Anthrax, gas gangrene caused by clostridial bacteria, certain snake bites, and pneumonic pasteurellosis should be considered, as these can occasionally give rise to similar swellings.


  • Post-mortem reveals extensive oedema of the head, throat and brisket. The fluid is straw coloured and infiltration may extend from the subcutaneous tissue into the muscle. 
  • Numerous small haemorrhages are found throughout the carcass. 
  • Blood-tinged fluid may be found within the pericardial sac and in the chest and abdominal cavities. 
  • The pharyngeal and cervical lymph nodes are swollen and frequently contain small haemorrhages. 
  • In those animals which have survived for several days pneumonia with thickening of the interlobular septae may be seen, but well- established bronchopneumonia is more likely to be caused by other serotypes of P. multocida or P. haemolytica than in true Haemorrhagic Septicaemia. 
  • When calves are affected haemorrhagic gastroenteritis may be seen.

To confirm the diagnosis, a veterinary surgeon will take samples of tissue from blood, lung, liver and spleen and send these to a laboratory to determine the organism that has caused the disease. If the animal has been dead for longer than 8 hours, the vet will send a long bone.

Diseases with similar symptoms

  • Swollen lymph nodes, fever and froth discharge from the mouth: See ECF and MCF (under construction) 
  • AnthraxSalmonellosis, Rinderpest - see below


Prevention - Control - Treatment 


To be of value, treatment must be started early; but because of the rapid course of the disease, this is often not practicable. Treatment is of little value once animals appear shocked, and may instead cause a deadly crisis by causing death of organisms and the release of toxins produced by the bacteria.

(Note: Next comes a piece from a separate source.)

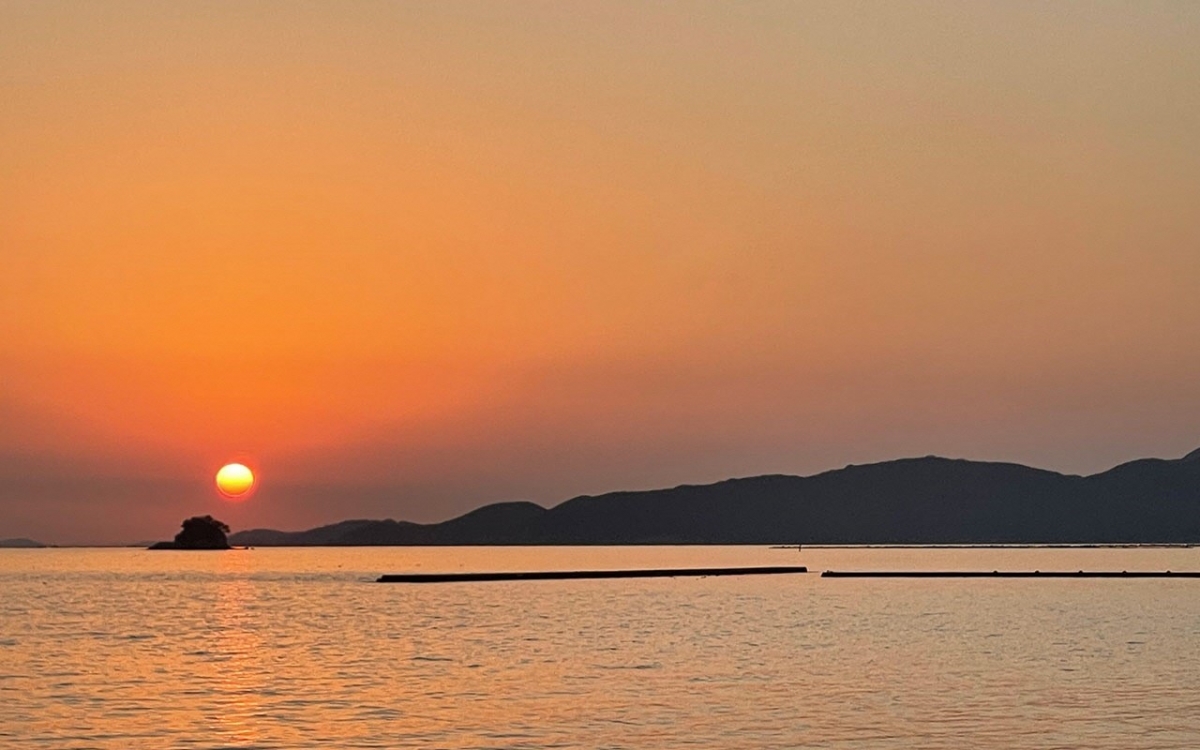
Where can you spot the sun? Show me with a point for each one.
(235, 480)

Various sulphonamides, tetracylclines, penicillin and chloramphenicol are effective if administered in the very early stages.


  • The principal means of prevention is by vaccination, which in areas where the disease is prevalent, should be carried out on an annual basis.
  • Where the disease is not prevalent, the cost of regular vaccination may not be justified, but when an outbreak occurs, vaccination should be considered in order to control the spread of infection.
  • Herd quarantine, the segregation of sick animals from healthy ones, and routine disinfection all help to slow the spread of disease between and within herds. 
  • In previously infected herds, natural immunity exists and occurrence rates and death rates are substantially lower than in herds not previously infected. Immune animals, however, can carry and transmit infection.